What maths concepts should you know to model infectious diseases? I'm a high school student and for my math research paper, I've to model and predict spread of an infectious disease (e.g. covid) in a country of my choice. Which math concepts should I know to do this activity? I've heard that I should learn differential equations, but is there anything else that I must know?
Could you also suggest some good books to learn how to do this?
Thank you,
 A: Yes, differential equations are at core of it and for finding the parameters, non-linear optimization is a way to go. This makes it easy to jump to a software tool (e.g. Pyomo for Python) and actually solve it.
Actually, here you can find a repo where the SIR-model is used and solved.
When you are talking about designing an optimal strategy on how to deal with pandemics, markov decision processes and dynamic programming comes in handy.
Some good mathematical references:

*

*A biologist's guide to mathematical modeling in ecology and evolution, Otto S.P., Troy D., 2007.

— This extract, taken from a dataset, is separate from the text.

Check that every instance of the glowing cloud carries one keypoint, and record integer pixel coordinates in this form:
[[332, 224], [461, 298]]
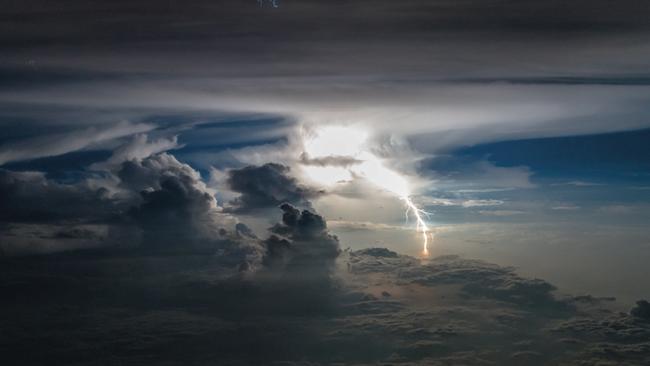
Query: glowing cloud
[[351, 143]]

*Optimal control of a birth and death epidemic process, Lefevre C., 1981.


*Lectures on mathematical modelling of biological systems, Basting G., 2018.
A: For pandemic-like modeling, usually logistic functions are the right approach. You can research a bit about them here (Wikipedia page). The are those "s" form curves(they are called sigmoid curves if I'm not wrong), and they are useful not only in pandemic but in lots of fields of study.
Some real functional analysis might be enough for you to understand this (derivatives, etc.), and maybe some differential equations.